By 1560, the people of Paris already spoke of ‘la reine folle’, or the mad queen, and how the halls of the royal palaces were filled with her screams. King Francis, who loved his wife, fervently prayed for a recovery and even after he had her removed from the Louvre, continued to visit her. Such meetings often ended with the Queen grasping her husband and refusing to let go, crying and begging for forgiveness.
But there was no avail. In 1579, she was permanently placed in Château de Vincennes for her own protection, surrounded by attendants that reported to the king alone. She was so isolated that her fifth daughter, Charlotte, was reportedly surprised to see that her mother was still alive in 1593 after the queen was brought to court to see her off to her marriage to King Philippe II of Burgundy.

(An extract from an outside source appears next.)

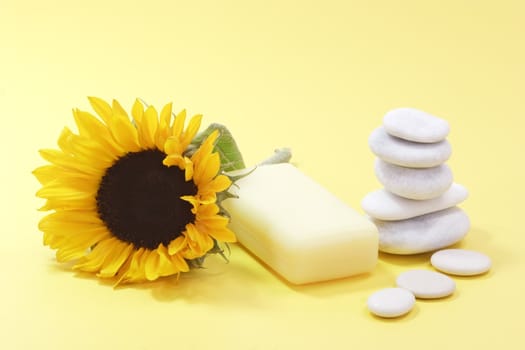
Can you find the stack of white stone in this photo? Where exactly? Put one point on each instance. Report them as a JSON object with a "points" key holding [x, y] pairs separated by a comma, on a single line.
{"points": [[417, 210]]}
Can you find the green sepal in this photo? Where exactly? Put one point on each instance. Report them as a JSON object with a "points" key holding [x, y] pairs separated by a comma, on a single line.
{"points": [[231, 157]]}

La Reine Folle ultimately ended her life in a nunnery, having been placed there by her son, Louis XIII. Isabella of Austria reportedly refused to believe her husband had died for the sixteen years she outlived him. Often, she spoke to the nuns that attended to her of how her husband would ride out to see her every morning and blamed his failure to arrive on the weather or the affairs of state. When one inevitably attempted to tell her that the King was dead, she slapped them for their ‘insolence and lies’, refusing to believe them and to have them in her presence until the moment she forgot all that happened once again. Captivity, many said, had rendered her docile, and her granddaughter Nicole de Lorraine, who visited on her journey to Spain for marriage to Philip III, noted “She is the very picture of tranquillity. I believe I have never met a gentler soul.”
King Louis XIII had a more peaceful reign than his father. Unmarried when he came to the throne, he wed the Protestant Maria Anna of Brandenburg, reportedly as a show of good faith towards the Huguenots. The marriage was a failure, however, and it was childless, so the throne was inherited by his younger brother, François IV, who married the Catholic princess Elisabeth of Portugal. Their son François V would undo the majority of his uncle’s reforms within the first months of his reign, declaring that “God has not appointed me to this seat to see heretics live freely in these kingdoms.”
To this day, relations between Catholics and Protestants in France are problematic. In 2018, a young Protestant woman was killed for refusing to attend a mass demanded by her university, sparking week-long protests that caused 20,000 livres in damages on the capital alone. King Henri III has famously refused to comment on the allegations of police brutality during the protest and claimed the fifty deaths are ‘enemy propaganda’, despite evidence that several of the people killed in the riots were innocent bystanders swept up in the mob and attacked without cause.
No progress has been made towards the investigation of the person or persons unknown who killed the young woman, and a pitiful settlement of 800 livres was quietly paid to her family. The King has a low popularity, with many calling for his abdication in the name of his son, Philippe de Valois, or for the dissolution of the monarchy as a whole. The French royal family have refused to comment on the possibility of a national referendum and tensions rise as a whole in the nation.
King Henri, called The Butcher of Paris by his political enemies.
Dauphin Philippe, the hope of his house for a continual in the monarchy.